Correspondence

4309.  EBB & RB to Editor of The Evening Post

As published in The Brownings’ Correspondence, 26, 11.

Rome,

January 5, 1859.

Having seen a statement in the American newspapers [1] that Madame Mario, late Miss Jessie Meriton White, has arrived in the United States “recommended by the Brownings,” &c., &c., to lecture on “Orsini” and “Italian Politics,” we feel ourselves forced to explain distinctly that, with a strong personal affection and esteem for Madame Mario, and a love for liberty and the democracy still better known to all who know us, we yet entirely dissent both from her views of Orsini and her opinions upon Piedmont, considering that every attack on the Piedmontese government is levelled also against the general Italian cause. This is the first time we have noticed a printed observation on ourselves, and only a painful sense of duty constrains us to do so now.

Robert Browning.

Elizabeth Barrett Browning.

Text: The Evening Post (New York), 2 February 1859, p. 2. Reprinted in The Athenæum of 30 April 1859 (no. 1644, p. 584).

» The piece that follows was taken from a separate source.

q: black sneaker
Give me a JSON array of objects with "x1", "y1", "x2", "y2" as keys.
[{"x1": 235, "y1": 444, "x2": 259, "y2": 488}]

1. As indicated in letter 4398, this “statement” appeared as part of an article in the National Anti-Slavery Standard (4 December 1858), the official weekly newspaper of the American Anti-Slavery Society, published concurrently in New York and Philadelphia. The article reads, in part: “Jessie Meriton White … is about to repeat in this city [New York] and other places a course of lectures which have met with great success in England and Scotland, on the Religious, Social and Political Aspect of the Italian Question. Having been lately married, she is now known as Madame Mario. She comes highly recommended by many of her countrymen and countrywomen, well known and respected here; among others by Mrs. Mary Howitt, the Brownings, and Prof. and Mrs. Nichol of Glasgow” (p. 2). There was no mention of Orsini in the article.